New Delhi, December 3: Recent macro data is showing signs of recovery even as GDP paints a dismal picture.
While gross direct tax and GST collections are looking up, GDP growth rate falling to a six-year low to 4.5 per cent haunts everyone. It shows, we still have a some time to come out of this gloom, although revival is on the cards. Let us have a closer look at what the data is showing.
Just a few months ahead of the budget, GDP number has fallen to a six-year low at 4.5 per cent for the second quarter, by 0.5 per cent. Taking cognisance of this, finance minister Nirmala Sitharaman had recently said, "I expect third-quarter GDP to be better. The auto sector has to a large extent has cleared inventory and banks are moving cash to NBFCs and the government has kept all the doors open.”

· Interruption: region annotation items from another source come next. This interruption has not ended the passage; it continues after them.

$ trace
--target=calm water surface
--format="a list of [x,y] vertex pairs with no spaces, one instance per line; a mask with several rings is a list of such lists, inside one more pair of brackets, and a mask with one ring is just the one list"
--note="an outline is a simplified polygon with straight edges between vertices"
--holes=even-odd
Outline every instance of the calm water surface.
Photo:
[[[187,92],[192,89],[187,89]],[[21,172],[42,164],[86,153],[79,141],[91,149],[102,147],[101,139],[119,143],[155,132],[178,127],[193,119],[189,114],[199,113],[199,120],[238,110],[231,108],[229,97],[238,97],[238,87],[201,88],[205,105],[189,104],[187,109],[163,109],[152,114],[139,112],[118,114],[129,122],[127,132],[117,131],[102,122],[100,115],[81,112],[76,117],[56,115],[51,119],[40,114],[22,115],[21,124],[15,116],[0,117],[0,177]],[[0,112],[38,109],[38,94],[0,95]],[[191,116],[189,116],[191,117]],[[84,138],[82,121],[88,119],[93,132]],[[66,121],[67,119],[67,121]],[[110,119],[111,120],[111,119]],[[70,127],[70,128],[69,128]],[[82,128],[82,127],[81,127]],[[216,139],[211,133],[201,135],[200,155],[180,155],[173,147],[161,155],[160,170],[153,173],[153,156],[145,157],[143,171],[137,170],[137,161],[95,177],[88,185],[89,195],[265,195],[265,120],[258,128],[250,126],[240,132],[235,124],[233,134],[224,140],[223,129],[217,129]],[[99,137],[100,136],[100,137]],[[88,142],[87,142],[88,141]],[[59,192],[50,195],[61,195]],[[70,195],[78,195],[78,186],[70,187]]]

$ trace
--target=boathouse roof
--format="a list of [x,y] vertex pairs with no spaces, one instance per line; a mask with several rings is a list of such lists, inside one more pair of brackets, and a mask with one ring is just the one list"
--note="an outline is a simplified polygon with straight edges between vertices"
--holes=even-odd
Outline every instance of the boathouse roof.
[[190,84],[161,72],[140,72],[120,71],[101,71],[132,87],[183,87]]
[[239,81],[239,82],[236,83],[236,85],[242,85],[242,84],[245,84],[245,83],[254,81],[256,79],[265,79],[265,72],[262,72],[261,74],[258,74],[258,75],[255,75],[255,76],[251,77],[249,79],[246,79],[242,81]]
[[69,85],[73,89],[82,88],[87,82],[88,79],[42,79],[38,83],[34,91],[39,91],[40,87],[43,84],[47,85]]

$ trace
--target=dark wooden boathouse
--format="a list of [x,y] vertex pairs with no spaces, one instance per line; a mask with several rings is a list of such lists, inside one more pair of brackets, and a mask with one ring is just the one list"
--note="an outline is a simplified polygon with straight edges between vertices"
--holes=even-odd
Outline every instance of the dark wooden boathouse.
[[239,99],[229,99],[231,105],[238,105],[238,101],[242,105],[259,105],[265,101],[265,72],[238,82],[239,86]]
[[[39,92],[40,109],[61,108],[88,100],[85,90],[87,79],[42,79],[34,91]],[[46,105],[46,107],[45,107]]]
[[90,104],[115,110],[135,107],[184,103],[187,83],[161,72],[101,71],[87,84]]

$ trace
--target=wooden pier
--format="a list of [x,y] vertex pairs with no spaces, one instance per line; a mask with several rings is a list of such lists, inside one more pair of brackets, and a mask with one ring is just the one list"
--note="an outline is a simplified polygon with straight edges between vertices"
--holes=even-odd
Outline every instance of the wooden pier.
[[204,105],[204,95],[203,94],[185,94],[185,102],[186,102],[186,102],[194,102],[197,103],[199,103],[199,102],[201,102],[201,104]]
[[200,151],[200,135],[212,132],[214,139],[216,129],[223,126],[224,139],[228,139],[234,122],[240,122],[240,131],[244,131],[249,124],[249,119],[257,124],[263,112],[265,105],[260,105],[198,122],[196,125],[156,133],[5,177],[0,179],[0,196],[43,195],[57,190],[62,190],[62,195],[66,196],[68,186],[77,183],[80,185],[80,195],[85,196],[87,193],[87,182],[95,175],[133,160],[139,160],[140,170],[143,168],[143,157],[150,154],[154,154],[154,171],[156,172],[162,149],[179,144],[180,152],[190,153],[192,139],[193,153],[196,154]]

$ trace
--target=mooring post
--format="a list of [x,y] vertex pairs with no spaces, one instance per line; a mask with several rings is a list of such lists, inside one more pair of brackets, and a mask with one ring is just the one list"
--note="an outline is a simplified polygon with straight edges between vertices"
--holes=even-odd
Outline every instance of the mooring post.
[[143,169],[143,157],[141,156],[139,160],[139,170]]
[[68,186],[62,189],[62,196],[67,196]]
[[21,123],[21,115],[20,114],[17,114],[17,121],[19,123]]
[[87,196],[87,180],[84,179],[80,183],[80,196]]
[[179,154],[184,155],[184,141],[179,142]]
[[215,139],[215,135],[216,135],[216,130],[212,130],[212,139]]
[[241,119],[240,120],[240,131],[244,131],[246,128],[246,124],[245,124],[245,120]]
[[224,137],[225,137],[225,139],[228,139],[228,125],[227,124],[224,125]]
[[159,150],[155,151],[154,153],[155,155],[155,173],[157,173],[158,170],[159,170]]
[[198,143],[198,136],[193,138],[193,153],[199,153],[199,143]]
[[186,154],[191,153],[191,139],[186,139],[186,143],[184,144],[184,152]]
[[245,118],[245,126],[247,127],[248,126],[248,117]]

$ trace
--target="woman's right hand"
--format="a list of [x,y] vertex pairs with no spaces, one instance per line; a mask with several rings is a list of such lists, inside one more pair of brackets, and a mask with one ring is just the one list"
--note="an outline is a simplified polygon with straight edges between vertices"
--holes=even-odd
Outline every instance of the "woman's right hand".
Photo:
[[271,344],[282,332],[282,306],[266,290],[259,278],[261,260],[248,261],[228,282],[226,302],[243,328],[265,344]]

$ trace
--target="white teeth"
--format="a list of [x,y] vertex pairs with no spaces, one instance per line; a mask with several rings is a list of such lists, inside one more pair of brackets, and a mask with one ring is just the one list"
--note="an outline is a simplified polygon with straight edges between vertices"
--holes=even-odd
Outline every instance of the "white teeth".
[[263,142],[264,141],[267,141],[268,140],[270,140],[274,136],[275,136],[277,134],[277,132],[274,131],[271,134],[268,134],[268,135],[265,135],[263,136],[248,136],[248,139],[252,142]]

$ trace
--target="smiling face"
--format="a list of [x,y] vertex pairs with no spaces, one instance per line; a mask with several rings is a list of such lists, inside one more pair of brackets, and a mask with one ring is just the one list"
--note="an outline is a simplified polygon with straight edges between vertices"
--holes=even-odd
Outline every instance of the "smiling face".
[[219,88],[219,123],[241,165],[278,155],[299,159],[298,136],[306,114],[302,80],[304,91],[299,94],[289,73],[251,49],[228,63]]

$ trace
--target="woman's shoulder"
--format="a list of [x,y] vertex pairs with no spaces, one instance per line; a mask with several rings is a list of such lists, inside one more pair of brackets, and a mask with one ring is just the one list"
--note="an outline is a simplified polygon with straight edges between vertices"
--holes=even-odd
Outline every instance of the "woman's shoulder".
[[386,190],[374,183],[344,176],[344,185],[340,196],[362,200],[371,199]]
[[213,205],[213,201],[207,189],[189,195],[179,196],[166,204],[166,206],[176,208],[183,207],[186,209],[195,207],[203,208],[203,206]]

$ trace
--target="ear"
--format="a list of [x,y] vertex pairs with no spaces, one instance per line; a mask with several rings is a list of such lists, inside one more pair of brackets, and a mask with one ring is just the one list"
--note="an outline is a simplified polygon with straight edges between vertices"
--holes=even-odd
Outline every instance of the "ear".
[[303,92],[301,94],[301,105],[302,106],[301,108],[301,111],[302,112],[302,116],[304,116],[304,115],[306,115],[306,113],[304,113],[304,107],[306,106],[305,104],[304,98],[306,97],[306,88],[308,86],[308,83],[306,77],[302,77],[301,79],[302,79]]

GST collections rose by 6 per cent to Rs 1.03 lakh crore in November, reversing two months of decline. Collection was at a seven-month high, a sign of revival.
Gross direct tax collection has increased by 5 per cent till November, the FM said in Parliament, allaying fears of corporate tax reduction impacting revenue collection.
Another data that shows signs of recovery is Purchasing Managers' Index (PMI) by HIS Markit. Manufacturing PMI rose from 50.6 in October to 51.2 in November. While the increase, remained subdued compared to earlier years and much below historical averages, a number above 50 indicates expansion.
The unemployment rate fell close to 1 per cent in November to 7.48 per cent from 8.45 per cent in October 2019, according to the Centre for Monitoring Indian Economy (CMIE) data. In October, the unemployment rate had touched a three-year high. In the preceding months of September and August, the unemployment rates were at 7.16 per cent and 8.19 per cent, respectively.